İyiliği emrederler, kötülükten alıkoyarlar, namazı kılarlar, zekâtı verirler, Allah’a ve Rasûlüne itaat ederler. İşte Allah onlara rahmet edecektir.” (9/Tevbe, 71) “Kim Allah’ı, Rasûlünü ve iman edenleri dost edinirse (bilin ki) üstün gelecek olanlar şüphesiz Allah’ın tarafını tutanlardır.”(5/ Mâide, 56) Kardeş olmak; arkadaş ve sâdık dost olmak, sevinçte ve kederde beraber olmayı göze almak; bunu fiilî olarak göstermek demektir. Sevmek; saymak, güvenmek, merhamet etmek, yardımlaşmak ve dayanışmak demektir.
Bunlar olmadan kardeşlik iddiasının bir anlamı olmaz. Kur’ân’ın öngördüğü kardeşlik, bütün bunları içeren bir muhtevaya sahiptir. Mevlâna ve bir öğrencisi, dostluğun ve arkadaşlığın konu edildiği bir söyleşiden çıkmışlar, yolda birlikte yürüyorlardı. Biraz ileride yolun kenarında, iki köpeğin koyun koyuna sokulup, birlikte uyumakta olduklarını gördüler.
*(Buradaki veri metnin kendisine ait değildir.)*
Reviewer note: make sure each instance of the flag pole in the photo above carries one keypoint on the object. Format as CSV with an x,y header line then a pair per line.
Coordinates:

Öğrencisi, biraz önceki söyleşinin de etkisi altında kalarak, bu görüntü karşısında çok duygulandı ve bu duygusunu Mevlâna ile paylaşmak istedi: “Efendim şu manzaraya bakın” dedi. “Ne denli yüce bir ders alınacak dostluk örneği, değil mi?” Mevlâna, öğrencisinin bu heyecanı karşısında hafifçe gülümsedi ve kişisel çıkarların nice dostlukları yakıp kül ettiğini anımsattıktan sonra ona, unutamayacağı bir ders verdi: “Evlat, sen onların arasına bir kemik atıver de, bak o zaman gör dostluklarını” dedi.
“Bir dostluk, kişisel çıkar karşısında unutulmayacak denli sağlamsa, ancak o durumda bir değer ifade eder ve ancak o zaman onun adına ‘gerçek dostluk’ denilir.” Bir Hadis-i şerifte de şöyle buyrulmaktadır: “Müslüman, dilinden ve elinden Müslümanların zarar görmediği kimsedir.” (Müslim, İman 64) Müslüman, diğer Müslümanlara zararlı olmaya değil; faydalı olmaya çalışmalıdır.
Müslümanlar birbirlerini Allah için sevmeli ve birbirleriyle iyi geçinmelidirler. Bir Müslümanın yanına bir Müslüman kardeşi geldiğinde ona gereken ilgiyi göstermelidir. Mü’min kardeşine; makamından, mevkisinden, zenginliğinden, aynı cemaatten oluşundan veya herhangi bir özelliğinden dolayı ona yakın olup, bu özelliklere sahip olmayan mü’min kardeşlerinden ise uzak durması nefsanî bir davranıştır. Bu da çok yanlıştır. Müslümanlar, böyle cahilce bir tavır içerisinde asla olmamalıdır.